Although we tested our scale in three different cultural contexts, i.e., Poland, the US, and the UK, the evidence for its two-factorial structure is mixed, with the fit indices suggesting the best fit is in the British sample, followed by the Polish sample, with the American sample providing a worse fit to the bi-dimensional model. We believe that this might be because the American sample was the smallest in size, and we used Amazon MTurk for data collection. Unfortunately, MTurk received some criticism for a decrease in data quality around the time we collected these data [45], and this might have been something that we saw in the result of this study. However, the first Polish sample was relatively homogenous, with a majority of women (82% of the participants). Furthermore, only one of our samples was representative of the society we investigated (Study 2, the Polish sample), we did not preregister our studies, and in most cases, we did not collect detailed information about our participants, such as their ethnicity, education level, socio-economic status, etc. For further preregistered studies, we also wish to collect data from more diverse samples, controlling for additional sociodemographic factors, to allow for better generalization of the results and broader use of the DepSter scale. In particular, we would like to collect data from culturally diverse samples that would be comparable in terms of their representativeness for the respective populations to verify the measurement invariance and potentially allow for cross-cultural comparisons.

Moreover, although we demonstrated that beliefs’ about depression are differentiated by whether the person had contact with people diagnosed with depression or were diagnosed with depression themselves or not, and by the major of education, the cross-sectional design of our studies did not allow for any causal claims. Thus, we would also like to examine the development of beliefs about depression in longitudinal and experimental studies, allowing for such conclusions. For example, it would be interesting to determine whether people who choose to become psychologists have better depression literacy even before starting their education or whether psychological or medical education strengthens their depression literacy.

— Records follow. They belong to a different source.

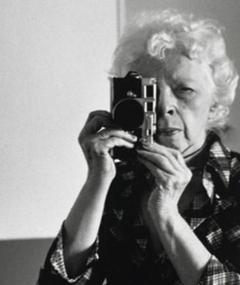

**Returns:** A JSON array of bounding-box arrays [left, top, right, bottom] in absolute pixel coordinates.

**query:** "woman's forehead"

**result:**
[[135, 54, 213, 83]]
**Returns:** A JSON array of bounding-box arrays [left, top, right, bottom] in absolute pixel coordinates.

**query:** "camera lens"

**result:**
[[113, 99, 144, 131]]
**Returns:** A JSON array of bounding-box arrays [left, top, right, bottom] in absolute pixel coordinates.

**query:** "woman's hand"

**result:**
[[79, 111, 137, 180], [137, 142, 192, 218]]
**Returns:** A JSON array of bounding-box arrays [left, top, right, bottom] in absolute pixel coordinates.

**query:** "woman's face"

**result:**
[[137, 54, 215, 156]]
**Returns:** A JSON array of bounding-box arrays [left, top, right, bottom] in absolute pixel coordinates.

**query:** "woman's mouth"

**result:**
[[157, 128, 181, 137]]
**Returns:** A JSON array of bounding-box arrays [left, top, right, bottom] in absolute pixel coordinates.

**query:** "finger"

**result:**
[[87, 110, 112, 121], [94, 137, 134, 153], [105, 137, 134, 149], [137, 149, 176, 174], [98, 129, 137, 143]]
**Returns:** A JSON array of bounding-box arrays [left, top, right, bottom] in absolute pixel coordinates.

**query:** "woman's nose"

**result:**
[[157, 86, 177, 116]]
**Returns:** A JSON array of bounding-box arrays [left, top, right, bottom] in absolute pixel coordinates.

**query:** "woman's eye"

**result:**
[[175, 86, 194, 96]]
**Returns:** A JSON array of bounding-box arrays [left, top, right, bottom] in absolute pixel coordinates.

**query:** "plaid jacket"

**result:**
[[38, 134, 240, 285]]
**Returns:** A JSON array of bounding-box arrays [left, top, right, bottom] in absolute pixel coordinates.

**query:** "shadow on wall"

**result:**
[[0, 239, 52, 285]]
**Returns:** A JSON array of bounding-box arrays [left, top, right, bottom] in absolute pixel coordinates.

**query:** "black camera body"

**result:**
[[111, 71, 157, 161]]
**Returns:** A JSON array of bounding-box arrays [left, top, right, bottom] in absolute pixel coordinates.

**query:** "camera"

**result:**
[[110, 71, 157, 162]]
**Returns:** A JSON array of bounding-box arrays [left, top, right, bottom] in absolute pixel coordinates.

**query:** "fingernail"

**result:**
[[140, 138, 150, 147]]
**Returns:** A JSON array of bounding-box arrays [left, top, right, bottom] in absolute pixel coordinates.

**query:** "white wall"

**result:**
[[125, 0, 240, 152], [0, 0, 117, 239]]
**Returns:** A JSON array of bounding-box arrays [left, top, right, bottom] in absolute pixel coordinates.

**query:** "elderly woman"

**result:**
[[38, 11, 240, 285]]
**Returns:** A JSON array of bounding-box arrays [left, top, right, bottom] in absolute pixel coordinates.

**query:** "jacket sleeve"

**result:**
[[199, 255, 240, 285], [37, 224, 104, 285]]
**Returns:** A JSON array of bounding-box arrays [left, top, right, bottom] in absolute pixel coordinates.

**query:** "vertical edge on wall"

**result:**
[[116, 0, 126, 39]]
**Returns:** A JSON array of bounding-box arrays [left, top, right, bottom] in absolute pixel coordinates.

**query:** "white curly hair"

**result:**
[[111, 10, 239, 128]]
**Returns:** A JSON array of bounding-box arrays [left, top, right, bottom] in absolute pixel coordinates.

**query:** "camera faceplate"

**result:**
[[110, 72, 157, 163]]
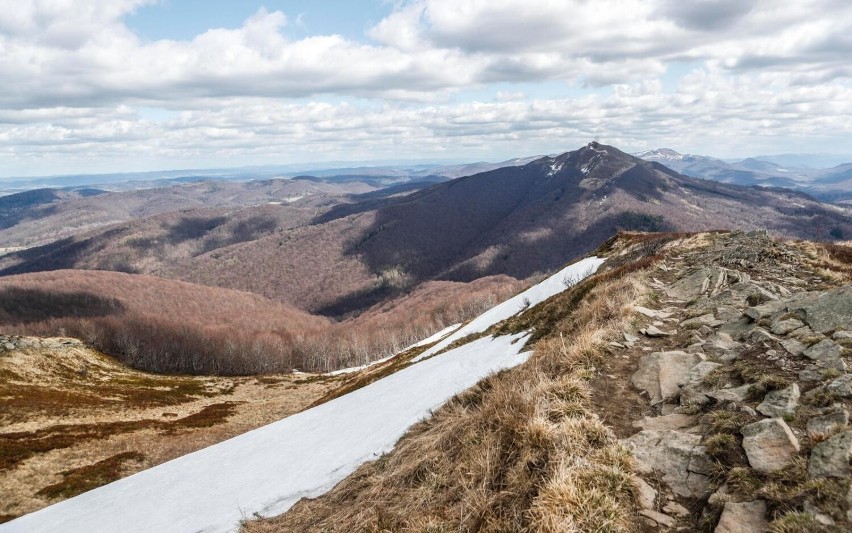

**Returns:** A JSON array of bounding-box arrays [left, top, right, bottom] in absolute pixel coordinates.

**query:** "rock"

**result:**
[[781, 339, 807, 355], [704, 332, 742, 357], [802, 339, 843, 360], [630, 351, 702, 405], [787, 326, 814, 340], [790, 285, 852, 334], [680, 313, 724, 329], [686, 361, 722, 385], [757, 383, 801, 417], [639, 325, 677, 337], [707, 482, 731, 505], [680, 384, 710, 407], [747, 328, 780, 343], [663, 502, 689, 518], [807, 404, 849, 438], [743, 300, 787, 322], [634, 476, 657, 509], [804, 502, 834, 526], [769, 318, 805, 335], [705, 384, 751, 403], [639, 509, 676, 527], [825, 374, 852, 398], [633, 305, 672, 318], [808, 431, 852, 478], [740, 405, 757, 416], [713, 500, 769, 533], [741, 418, 799, 473], [623, 430, 712, 497], [799, 365, 823, 381], [633, 413, 695, 431]]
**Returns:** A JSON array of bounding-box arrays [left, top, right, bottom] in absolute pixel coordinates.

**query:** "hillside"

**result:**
[[0, 335, 338, 527], [245, 233, 852, 533], [0, 143, 852, 317], [6, 232, 852, 533], [0, 270, 329, 374]]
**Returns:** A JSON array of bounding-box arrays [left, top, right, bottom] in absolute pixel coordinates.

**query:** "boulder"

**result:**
[[808, 431, 852, 478], [713, 500, 769, 533], [741, 418, 799, 473], [757, 383, 801, 417], [781, 339, 807, 355], [630, 351, 702, 405], [639, 509, 675, 528], [633, 413, 695, 431], [639, 325, 677, 337], [634, 476, 657, 509], [680, 313, 725, 329], [705, 384, 751, 403], [802, 339, 843, 361], [769, 318, 805, 335], [807, 404, 849, 438], [790, 285, 852, 334], [623, 430, 712, 498], [825, 374, 852, 398]]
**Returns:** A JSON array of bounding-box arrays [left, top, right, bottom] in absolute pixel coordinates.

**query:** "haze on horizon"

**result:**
[[0, 0, 852, 176]]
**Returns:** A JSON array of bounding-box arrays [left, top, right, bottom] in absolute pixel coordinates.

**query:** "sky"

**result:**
[[0, 0, 852, 177]]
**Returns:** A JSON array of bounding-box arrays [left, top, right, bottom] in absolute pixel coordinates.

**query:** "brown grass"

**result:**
[[245, 252, 641, 532]]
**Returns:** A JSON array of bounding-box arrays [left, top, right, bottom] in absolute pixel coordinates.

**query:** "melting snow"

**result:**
[[5, 257, 604, 533], [414, 257, 604, 361], [0, 334, 529, 533]]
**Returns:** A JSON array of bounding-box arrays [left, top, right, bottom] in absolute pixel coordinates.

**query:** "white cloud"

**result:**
[[0, 0, 852, 174]]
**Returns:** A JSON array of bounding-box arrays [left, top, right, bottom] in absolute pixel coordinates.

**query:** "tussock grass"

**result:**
[[244, 260, 643, 533]]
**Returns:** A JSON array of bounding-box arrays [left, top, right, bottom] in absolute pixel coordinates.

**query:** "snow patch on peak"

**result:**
[[632, 148, 686, 161]]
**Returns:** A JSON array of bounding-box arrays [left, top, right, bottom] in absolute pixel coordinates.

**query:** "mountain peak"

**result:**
[[632, 148, 684, 161]]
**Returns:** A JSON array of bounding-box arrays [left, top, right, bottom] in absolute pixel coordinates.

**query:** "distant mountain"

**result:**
[[5, 143, 852, 317]]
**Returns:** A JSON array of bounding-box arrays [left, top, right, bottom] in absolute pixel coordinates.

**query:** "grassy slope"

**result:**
[[0, 337, 337, 521]]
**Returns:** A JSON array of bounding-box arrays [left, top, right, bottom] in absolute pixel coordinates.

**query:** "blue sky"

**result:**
[[0, 0, 852, 177]]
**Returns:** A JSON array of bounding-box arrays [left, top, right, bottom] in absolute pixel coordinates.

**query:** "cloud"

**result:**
[[0, 0, 852, 173]]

Furthermore, we also wish to examine the short- and long-term predictive value of DepSter and its dimensions for social behavior regarding depressed people and for help-seeking under challenging times.

Conclusions

Beliefs about depression are a very important topic in mental health research. This importance stems from the fact that this construct is related not only to attitudes toward people who are diagnosed with depression but also to the propensity to stigmatize this mental disorder. In this work, we elaborated on different dimensions of beliefs about depression and introduced the DepSter scale, a 14-item measure of beliefs about depression, which consists of both depression literacy and misconceptions about depression. The initial evidence for the validity and reliability of the scale is very encouraging and suggests that DepSter can be successfully used to measure overall beliefs about depression and can be used by anyone (e.g., researchers, clinicians) interested in understanding the structure, causes, and consequences of depression literacy. We look forward to future research with DepSter and hope that it will contribute to efforts aimed at enhancing depression literacy and hindering misconceptions about depression among the general public.